There is no way that Facebook would or should accept Google sharing in the power of its platform. And although you wouldn't think so when reading the hurrahs from Google, the people at Mountain View are increasingly worried about their future. Facebook will get serious with the search project and they will win the social search war. So where does that leave the tech nerds of Google who have seriously underestimated the community elements in their products?

The panic is increasingly nurtured by Googlers who have defected to join the Palo Alto based camp of Facebook. And jumping ship is not exactly the signal you'd expect from a winning team. And before anyone raises the question why they wouldn't be working together with iTunes' upcoming cloud service: it will be easier imposing the Facebook desires on Spotify that force iTunes to change its habits.

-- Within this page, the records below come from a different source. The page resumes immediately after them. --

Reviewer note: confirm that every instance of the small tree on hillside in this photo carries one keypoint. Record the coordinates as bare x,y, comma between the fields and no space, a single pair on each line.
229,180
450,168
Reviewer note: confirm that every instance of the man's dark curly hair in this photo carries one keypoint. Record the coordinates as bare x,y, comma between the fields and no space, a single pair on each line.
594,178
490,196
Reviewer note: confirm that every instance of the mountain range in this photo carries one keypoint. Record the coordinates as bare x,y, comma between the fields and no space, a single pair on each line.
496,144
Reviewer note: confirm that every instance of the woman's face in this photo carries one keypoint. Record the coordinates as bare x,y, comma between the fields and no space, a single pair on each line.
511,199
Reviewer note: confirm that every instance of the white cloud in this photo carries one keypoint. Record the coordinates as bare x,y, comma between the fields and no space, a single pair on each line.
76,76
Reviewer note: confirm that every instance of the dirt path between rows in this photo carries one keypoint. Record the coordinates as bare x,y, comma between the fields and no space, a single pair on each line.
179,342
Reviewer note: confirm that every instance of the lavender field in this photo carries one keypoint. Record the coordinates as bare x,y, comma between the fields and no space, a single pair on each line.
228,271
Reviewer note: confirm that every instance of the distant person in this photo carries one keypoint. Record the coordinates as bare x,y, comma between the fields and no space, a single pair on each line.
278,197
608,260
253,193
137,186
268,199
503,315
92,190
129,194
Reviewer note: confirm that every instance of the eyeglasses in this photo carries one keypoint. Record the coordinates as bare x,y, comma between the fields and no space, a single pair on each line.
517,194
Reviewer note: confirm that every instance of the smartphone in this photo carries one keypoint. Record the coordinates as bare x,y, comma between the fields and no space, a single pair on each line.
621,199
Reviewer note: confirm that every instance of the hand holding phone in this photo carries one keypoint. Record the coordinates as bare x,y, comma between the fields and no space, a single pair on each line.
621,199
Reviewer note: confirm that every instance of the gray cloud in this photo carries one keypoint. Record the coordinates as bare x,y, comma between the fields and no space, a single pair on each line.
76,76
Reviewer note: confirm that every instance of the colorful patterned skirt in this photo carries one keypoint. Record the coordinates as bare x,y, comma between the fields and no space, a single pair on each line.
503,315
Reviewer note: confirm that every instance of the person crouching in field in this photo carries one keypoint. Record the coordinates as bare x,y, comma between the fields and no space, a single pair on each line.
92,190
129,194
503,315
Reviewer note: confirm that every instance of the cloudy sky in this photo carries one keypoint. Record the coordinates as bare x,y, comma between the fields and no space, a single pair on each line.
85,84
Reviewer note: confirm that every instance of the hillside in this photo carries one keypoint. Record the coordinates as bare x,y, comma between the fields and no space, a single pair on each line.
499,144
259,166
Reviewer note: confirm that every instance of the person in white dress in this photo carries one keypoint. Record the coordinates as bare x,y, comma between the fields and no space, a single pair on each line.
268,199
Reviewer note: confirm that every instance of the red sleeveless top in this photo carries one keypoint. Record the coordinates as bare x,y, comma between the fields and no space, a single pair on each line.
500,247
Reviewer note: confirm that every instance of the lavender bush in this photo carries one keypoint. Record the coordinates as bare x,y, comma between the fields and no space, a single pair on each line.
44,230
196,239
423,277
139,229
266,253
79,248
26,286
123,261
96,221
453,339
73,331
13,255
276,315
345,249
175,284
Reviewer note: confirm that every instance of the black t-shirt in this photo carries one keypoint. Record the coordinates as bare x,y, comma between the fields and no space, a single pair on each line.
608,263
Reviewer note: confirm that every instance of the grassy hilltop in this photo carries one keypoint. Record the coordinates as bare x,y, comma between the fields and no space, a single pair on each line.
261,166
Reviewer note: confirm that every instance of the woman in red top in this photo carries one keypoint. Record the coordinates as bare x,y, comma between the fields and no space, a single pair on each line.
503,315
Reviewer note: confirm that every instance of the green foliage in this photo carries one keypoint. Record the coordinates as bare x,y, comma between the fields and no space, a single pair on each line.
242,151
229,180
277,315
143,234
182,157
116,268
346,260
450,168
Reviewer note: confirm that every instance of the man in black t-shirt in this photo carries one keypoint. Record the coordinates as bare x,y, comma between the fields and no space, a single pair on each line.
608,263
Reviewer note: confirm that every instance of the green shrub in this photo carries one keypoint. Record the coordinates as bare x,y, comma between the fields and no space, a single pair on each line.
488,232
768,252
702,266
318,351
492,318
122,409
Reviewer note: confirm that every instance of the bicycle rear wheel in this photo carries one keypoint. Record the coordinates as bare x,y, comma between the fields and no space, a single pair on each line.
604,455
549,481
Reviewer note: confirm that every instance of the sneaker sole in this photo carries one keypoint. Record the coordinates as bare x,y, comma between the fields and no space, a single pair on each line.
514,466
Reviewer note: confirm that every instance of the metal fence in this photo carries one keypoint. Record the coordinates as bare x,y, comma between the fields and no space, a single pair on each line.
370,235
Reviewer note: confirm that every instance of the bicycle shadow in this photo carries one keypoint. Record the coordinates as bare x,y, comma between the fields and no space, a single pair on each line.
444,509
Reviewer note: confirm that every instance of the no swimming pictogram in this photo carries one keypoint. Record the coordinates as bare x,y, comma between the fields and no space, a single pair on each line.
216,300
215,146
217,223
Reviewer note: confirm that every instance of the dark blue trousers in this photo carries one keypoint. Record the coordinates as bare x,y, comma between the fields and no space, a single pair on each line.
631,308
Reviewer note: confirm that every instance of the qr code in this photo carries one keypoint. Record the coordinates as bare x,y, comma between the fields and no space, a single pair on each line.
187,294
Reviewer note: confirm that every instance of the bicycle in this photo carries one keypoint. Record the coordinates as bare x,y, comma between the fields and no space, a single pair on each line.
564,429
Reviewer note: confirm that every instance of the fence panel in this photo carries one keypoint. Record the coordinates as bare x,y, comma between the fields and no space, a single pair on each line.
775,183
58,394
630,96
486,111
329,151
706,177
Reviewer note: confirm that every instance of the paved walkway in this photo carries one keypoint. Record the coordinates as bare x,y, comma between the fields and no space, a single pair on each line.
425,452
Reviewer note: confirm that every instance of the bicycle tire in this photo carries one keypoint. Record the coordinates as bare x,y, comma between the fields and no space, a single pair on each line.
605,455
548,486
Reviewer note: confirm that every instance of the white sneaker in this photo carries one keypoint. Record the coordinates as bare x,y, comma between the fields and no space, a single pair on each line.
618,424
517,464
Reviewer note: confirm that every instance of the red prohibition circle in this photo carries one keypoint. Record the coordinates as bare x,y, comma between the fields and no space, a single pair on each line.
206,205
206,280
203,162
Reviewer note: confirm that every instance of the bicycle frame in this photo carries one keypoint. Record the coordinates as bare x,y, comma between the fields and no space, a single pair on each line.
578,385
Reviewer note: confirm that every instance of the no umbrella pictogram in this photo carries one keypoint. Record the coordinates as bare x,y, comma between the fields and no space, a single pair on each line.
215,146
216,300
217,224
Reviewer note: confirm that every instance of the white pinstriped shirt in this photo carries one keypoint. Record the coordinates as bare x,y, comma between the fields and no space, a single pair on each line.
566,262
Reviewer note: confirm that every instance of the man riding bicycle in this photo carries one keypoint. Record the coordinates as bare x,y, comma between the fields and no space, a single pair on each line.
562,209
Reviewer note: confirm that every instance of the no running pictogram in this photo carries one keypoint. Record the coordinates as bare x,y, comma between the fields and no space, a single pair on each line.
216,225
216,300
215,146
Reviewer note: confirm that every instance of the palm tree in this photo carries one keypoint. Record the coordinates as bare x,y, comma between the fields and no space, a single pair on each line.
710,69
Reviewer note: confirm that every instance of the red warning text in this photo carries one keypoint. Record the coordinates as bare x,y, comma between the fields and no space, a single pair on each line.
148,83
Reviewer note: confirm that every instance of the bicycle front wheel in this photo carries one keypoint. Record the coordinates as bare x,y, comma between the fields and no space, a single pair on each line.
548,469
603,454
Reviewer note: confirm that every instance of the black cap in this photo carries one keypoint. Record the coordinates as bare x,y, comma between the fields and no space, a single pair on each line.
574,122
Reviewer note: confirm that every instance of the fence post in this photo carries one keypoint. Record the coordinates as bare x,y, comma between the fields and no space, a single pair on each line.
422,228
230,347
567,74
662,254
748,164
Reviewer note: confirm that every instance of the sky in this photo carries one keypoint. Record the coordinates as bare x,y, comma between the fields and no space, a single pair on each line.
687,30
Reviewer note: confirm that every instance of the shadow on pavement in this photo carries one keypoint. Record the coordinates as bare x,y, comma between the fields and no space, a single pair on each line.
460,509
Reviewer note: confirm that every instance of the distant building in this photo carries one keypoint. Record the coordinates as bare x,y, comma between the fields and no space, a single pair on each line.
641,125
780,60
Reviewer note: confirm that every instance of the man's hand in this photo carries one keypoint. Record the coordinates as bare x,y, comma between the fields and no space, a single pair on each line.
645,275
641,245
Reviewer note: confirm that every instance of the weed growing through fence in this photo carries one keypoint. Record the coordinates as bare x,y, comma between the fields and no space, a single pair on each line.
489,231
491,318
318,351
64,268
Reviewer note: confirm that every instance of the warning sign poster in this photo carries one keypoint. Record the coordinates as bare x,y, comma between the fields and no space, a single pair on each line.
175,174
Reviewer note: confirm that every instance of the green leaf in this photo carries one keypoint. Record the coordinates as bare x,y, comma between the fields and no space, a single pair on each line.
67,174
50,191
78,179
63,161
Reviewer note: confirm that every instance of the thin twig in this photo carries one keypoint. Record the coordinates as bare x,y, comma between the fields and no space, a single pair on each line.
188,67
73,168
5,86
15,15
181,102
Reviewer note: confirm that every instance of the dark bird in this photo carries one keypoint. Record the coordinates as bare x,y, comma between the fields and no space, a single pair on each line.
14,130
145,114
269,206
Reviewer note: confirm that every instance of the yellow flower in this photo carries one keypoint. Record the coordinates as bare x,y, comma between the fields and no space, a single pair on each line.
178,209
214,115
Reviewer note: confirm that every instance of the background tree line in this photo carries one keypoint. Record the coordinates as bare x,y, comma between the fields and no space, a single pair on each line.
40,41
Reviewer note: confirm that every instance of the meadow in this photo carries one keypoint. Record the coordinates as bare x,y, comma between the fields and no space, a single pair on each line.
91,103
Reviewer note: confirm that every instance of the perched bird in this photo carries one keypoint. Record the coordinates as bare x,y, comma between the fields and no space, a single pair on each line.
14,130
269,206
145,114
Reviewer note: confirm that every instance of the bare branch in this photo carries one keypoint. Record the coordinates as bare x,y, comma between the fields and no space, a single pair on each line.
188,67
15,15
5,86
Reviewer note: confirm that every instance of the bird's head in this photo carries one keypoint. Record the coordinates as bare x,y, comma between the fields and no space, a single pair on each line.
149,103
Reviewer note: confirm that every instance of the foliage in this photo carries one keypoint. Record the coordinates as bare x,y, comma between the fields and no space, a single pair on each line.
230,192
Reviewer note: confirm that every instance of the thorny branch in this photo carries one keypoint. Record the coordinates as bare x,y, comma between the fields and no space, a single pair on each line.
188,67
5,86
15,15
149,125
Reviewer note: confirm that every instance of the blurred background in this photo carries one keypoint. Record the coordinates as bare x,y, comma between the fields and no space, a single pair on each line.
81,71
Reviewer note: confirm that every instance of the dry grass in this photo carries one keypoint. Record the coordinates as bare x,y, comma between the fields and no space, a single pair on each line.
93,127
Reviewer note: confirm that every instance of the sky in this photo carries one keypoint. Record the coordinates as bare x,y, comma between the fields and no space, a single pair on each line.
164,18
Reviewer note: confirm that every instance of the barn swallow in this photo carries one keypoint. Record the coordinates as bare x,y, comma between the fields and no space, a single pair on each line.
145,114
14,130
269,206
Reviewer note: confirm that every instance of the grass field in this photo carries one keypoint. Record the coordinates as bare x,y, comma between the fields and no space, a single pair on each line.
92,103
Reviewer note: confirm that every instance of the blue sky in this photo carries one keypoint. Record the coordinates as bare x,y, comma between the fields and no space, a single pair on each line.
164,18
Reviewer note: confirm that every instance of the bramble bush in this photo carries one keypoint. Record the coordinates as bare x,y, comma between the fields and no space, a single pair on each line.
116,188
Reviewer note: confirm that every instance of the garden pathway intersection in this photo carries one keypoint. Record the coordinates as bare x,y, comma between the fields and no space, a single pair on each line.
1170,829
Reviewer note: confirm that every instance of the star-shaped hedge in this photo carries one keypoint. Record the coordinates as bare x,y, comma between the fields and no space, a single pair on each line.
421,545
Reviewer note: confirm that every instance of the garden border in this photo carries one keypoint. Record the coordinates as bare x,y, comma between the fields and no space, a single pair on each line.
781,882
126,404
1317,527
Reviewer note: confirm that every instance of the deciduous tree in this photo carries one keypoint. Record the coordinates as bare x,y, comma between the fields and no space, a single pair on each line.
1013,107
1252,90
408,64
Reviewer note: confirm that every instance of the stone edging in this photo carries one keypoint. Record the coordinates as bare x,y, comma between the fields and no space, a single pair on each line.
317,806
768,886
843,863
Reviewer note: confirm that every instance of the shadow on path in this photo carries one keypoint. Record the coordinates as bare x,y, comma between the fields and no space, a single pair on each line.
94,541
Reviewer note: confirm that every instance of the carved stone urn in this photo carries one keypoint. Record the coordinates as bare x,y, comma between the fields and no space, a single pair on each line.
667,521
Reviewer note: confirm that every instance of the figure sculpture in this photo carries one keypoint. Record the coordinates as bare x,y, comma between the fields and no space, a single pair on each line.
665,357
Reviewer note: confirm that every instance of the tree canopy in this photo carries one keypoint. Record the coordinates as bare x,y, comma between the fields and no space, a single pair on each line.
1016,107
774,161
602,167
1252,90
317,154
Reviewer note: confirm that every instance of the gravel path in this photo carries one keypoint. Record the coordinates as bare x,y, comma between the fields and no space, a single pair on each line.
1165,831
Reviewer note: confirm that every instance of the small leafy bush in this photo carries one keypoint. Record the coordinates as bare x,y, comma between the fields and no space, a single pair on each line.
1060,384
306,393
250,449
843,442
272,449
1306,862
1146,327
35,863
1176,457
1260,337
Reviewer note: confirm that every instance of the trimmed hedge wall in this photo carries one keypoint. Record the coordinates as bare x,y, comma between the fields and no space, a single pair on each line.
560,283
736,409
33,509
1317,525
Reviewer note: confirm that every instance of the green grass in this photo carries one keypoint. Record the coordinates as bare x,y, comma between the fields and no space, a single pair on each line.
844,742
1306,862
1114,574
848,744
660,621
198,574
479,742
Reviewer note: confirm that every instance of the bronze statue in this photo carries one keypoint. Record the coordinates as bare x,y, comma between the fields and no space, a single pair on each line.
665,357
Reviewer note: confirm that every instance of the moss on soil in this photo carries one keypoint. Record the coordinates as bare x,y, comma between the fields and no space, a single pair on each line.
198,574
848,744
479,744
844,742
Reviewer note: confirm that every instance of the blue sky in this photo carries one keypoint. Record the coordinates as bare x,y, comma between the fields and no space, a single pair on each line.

So the Facebook people are up to something that will most probably englobe lots of services that today still are available on several different websites. Think search, think shopping, think eBay, think Amazon, think e-mail, think music (cloud) services. And they have to because social platforms 'an sich' or not exactly the best performing when it comes to advertising. But when social and commerce go hand in hand, there is no limit to what can be achieved especially when it's about something so social as music.

500 million users, that means lots of possible music consumers.